Where Does Candle Wax Go?
How Does Heat Affect The Wax?
The simple answer is that when exposed to heat, the wax will melt. The more scientific answer is that this occurs when its molecules absorb energy and vibrate; this then causes the particles to move apart and reduce in volume.
The melting point of wax varies depending on the wax used. For example, beeswax has a melting point of around 62-64°C, while paraffin wax has a melting point of around 48-65°C. The melting point of wax can also be affected by adding other implications, such as oils or fragrances.
How Does The Flame Break Down The Candle Wax?
When a flame’s heat is exposed to the melted wax, the vapors released from it will oxidize and break down into smaller particles. This process occurs when oxygen interacts with particles in the melted wax, releasing energy.
Where Does The Wax Go After Burning?
The by-products of combustion are carbon dioxide and water vapor. Depending on the type of wax used, some residue may remain after burning it. Paraffin wax tends to leave less residue compared to plant-based waxes.
The residue left behind after burning wax can vary in color and texture. Paraffin wax residue is usually a white, powdery substance, while plant-based waxes may leave behind a black, sooty residue. The amount of residue left behind will depend on the type of wax used, the temperature of the flame, and the length of time the wax is burned.
Is it Possible To Reuse The Remaining Wax?
If the residue remaining after burning is not too excessive, it might be possible to reuse it.
When attempting to reuse wax, it is important to ensure it is still in good condition. If the wax has become too brittle or exposed to too much heat, it may not be suitable for reuse. Additionally, it is important to ensure that the wax is free from any contaminants that may have been introduced during the burning process.

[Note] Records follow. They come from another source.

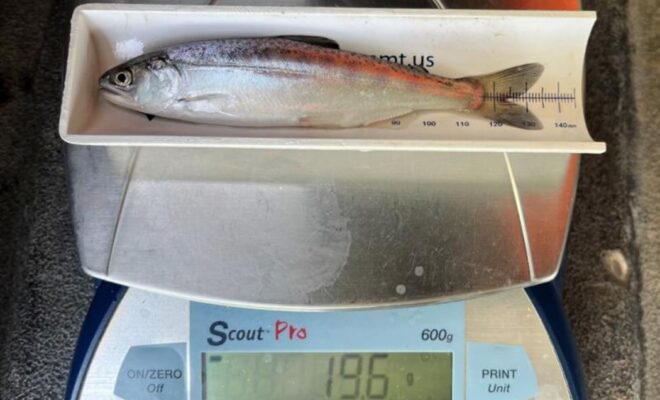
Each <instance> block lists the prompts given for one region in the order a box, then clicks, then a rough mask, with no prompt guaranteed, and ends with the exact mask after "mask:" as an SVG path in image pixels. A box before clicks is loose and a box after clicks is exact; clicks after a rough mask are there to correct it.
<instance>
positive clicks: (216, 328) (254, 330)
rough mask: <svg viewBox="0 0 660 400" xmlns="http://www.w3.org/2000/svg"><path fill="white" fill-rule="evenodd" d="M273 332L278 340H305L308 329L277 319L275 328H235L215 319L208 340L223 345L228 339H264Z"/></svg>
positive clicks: (212, 344)
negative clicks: (271, 330) (235, 328)
mask: <svg viewBox="0 0 660 400" xmlns="http://www.w3.org/2000/svg"><path fill="white" fill-rule="evenodd" d="M271 333H272V334H273V337H274V339H275V340H276V341H280V340H305V339H307V329H305V328H304V327H296V326H294V325H293V324H290V323H288V322H286V321H281V320H277V321H275V329H274V331H271V330H270V329H267V328H264V327H263V326H260V327H258V328H249V329H242V328H241V329H233V328H231V327H230V326H229V323H228V322H226V321H215V322H213V323H212V324H211V325H210V326H209V337H208V339H207V340H206V341H207V342H208V344H209V345H211V346H222V345H223V344H225V343H226V342H227V341H230V342H242V341H262V340H264V338H266V337H267V336H269V335H271Z"/></svg>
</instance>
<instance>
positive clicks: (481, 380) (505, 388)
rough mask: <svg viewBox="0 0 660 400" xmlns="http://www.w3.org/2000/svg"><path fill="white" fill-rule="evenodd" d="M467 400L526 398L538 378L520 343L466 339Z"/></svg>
mask: <svg viewBox="0 0 660 400" xmlns="http://www.w3.org/2000/svg"><path fill="white" fill-rule="evenodd" d="M467 348H468V353H467V376H466V379H467V399H468V400H491V399H492V400H500V399H502V400H504V399H506V400H527V399H530V398H532V397H534V396H536V395H537V394H538V381H537V379H536V374H535V373H534V370H533V368H532V364H531V362H530V361H529V357H528V356H527V352H526V351H525V348H524V347H522V346H513V345H499V344H488V343H473V342H469V343H468V346H467Z"/></svg>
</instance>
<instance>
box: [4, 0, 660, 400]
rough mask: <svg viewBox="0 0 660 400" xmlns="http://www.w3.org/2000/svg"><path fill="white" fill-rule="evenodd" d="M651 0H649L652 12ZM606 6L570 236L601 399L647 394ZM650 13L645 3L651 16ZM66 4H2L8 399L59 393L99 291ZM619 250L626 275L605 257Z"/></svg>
mask: <svg viewBox="0 0 660 400" xmlns="http://www.w3.org/2000/svg"><path fill="white" fill-rule="evenodd" d="M651 3H652V2H646V4H648V7H649V8H653V7H652V6H651ZM584 6H585V8H586V9H596V10H598V11H599V22H598V27H597V29H596V31H595V33H594V37H593V40H592V42H591V44H590V50H589V62H588V66H587V78H588V80H587V82H588V84H587V94H588V97H587V115H588V119H589V126H590V129H591V132H592V133H593V135H594V137H595V138H596V139H597V140H604V141H607V142H608V144H609V148H608V153H607V154H606V155H604V156H586V157H584V158H583V163H582V166H581V174H582V175H581V178H580V184H579V190H578V199H577V203H576V208H575V218H574V223H573V227H572V229H571V232H570V238H569V248H568V250H569V265H568V270H567V275H566V289H565V299H566V306H567V309H568V312H569V315H570V318H571V321H572V323H573V326H574V327H575V332H576V335H577V341H578V346H579V348H580V351H581V354H582V357H583V360H584V365H585V371H586V375H587V382H588V384H589V389H590V392H591V398H592V399H637V398H640V390H641V378H640V376H641V369H640V368H641V365H642V362H641V346H640V336H641V333H640V325H639V323H640V313H641V311H640V305H639V298H638V295H637V291H638V290H639V275H640V274H639V271H637V270H636V267H635V266H636V265H638V263H637V257H638V256H637V252H636V250H635V247H634V246H633V241H632V239H633V238H632V235H633V233H632V232H633V230H632V226H631V224H632V222H631V218H632V217H631V206H630V201H629V200H630V199H629V196H630V193H631V190H633V183H634V177H633V174H632V170H631V163H630V159H631V151H632V149H631V140H632V139H633V138H634V137H635V132H636V130H635V129H636V126H635V120H634V118H633V117H634V107H633V106H632V104H634V103H633V101H632V100H633V95H632V92H631V86H630V73H629V72H630V61H629V55H630V47H629V45H628V32H627V30H626V23H627V21H628V15H627V3H626V2H619V1H615V0H608V1H595V0H590V1H585V2H584ZM652 11H653V10H649V12H652ZM69 16H70V10H69V9H68V7H67V6H66V3H62V2H58V1H54V0H50V1H48V0H41V1H37V0H23V1H19V0H5V1H3V2H0V21H1V22H0V37H1V38H2V40H0V54H2V55H3V62H2V63H0V399H3V400H4V399H12V400H14V399H40V400H41V399H62V398H63V393H64V386H65V382H66V377H67V373H68V366H69V362H70V358H71V353H72V350H73V346H74V344H75V339H76V336H77V332H78V330H79V327H80V325H81V323H82V318H83V317H84V314H85V312H86V309H87V306H88V304H89V300H90V296H91V293H92V285H91V281H90V280H89V279H88V278H86V277H84V276H83V275H82V273H81V272H80V269H79V266H78V261H77V258H76V253H75V248H74V240H73V237H72V232H71V221H70V215H69V205H68V199H67V193H66V181H65V171H64V165H65V164H64V161H63V160H64V154H63V151H64V145H63V144H62V143H61V142H60V140H59V137H58V135H57V121H58V113H59V101H60V82H59V80H60V68H61V66H62V62H63V55H64V49H65V46H66V45H67V41H68V20H69ZM603 250H621V252H622V254H623V255H624V257H625V258H627V259H628V260H629V265H630V266H631V271H632V273H631V275H630V279H629V282H627V283H626V282H625V279H624V281H621V280H620V279H616V278H615V276H614V275H613V274H611V273H609V272H608V270H607V269H606V268H605V267H604V266H603V262H602V259H601V258H602V257H601V252H602V251H603Z"/></svg>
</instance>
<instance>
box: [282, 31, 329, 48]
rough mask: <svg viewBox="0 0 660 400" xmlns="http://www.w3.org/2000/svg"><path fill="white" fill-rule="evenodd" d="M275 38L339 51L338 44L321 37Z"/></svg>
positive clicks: (298, 36) (309, 36)
mask: <svg viewBox="0 0 660 400" xmlns="http://www.w3.org/2000/svg"><path fill="white" fill-rule="evenodd" d="M275 37H276V38H278V39H287V40H293V41H294V42H302V43H307V44H311V45H313V46H320V47H325V48H328V49H335V50H339V43H337V42H335V41H334V40H332V39H328V38H325V37H323V36H307V35H282V36H275Z"/></svg>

Potential Uses For Used Candle Wax
There are many potential uses for used candle wax. Reusing existing wax can prove to be a cost-effective measure when crafting handmade candles. You can also use melted wax remnants in various crafts, including sculpting figures or candles and decorative molding.
Candle burning is an activity with a long history. Knowing the journey of wax from melting to combustion can provide valuable insight into environmental topics such as reducing the amount of waste created from candle burning.
By reusing existing wax, candle makers can reduce the amount of new wax needed to create new candles. This can help reduce the amount of energy and resources needed to produce new wax and the amount of waste created from the production process. Reusing wax can reduce the waste created from burning candles, as the wax can be melted down and reused multiple times.
96NORTH Premium Candles
96NORTH sells the best soy wax candles on the market. We have a wide variety of naturally-scented candles, such as Madagascar vanilla and tropical coconut, which can transform your home into a serene, relaxing landscape.
Allow our candles to carry you to distant countries, atmospheres, and settings. Embrace their fragrance and journey through the aroma of beautiful exotic beaches and jaw-dropping lush jungles.
Allow the luxurious scents of 96NORTH’s candles to turn your house into a comfortable and relaxing home. Shop our selection of soy scented candles on our website.
Is candle wax toxic?
Candle wax is nonpoisonous. However, it can still cause a blockage in your intestines. People can be allergic to candles, so be sure to look at the ingredients used in making the candle.
Do you breathe in candle wax?
You’re unlikely to breathe in any candle wax. A steady-burning candle is very energy efficient, so all that is released is CO2 and light.
Where does candle wax come from?
Most candles on the market are made from paraffin wax, gel, plants, or beeswax. 96NORTH’s candles are made from soy wax.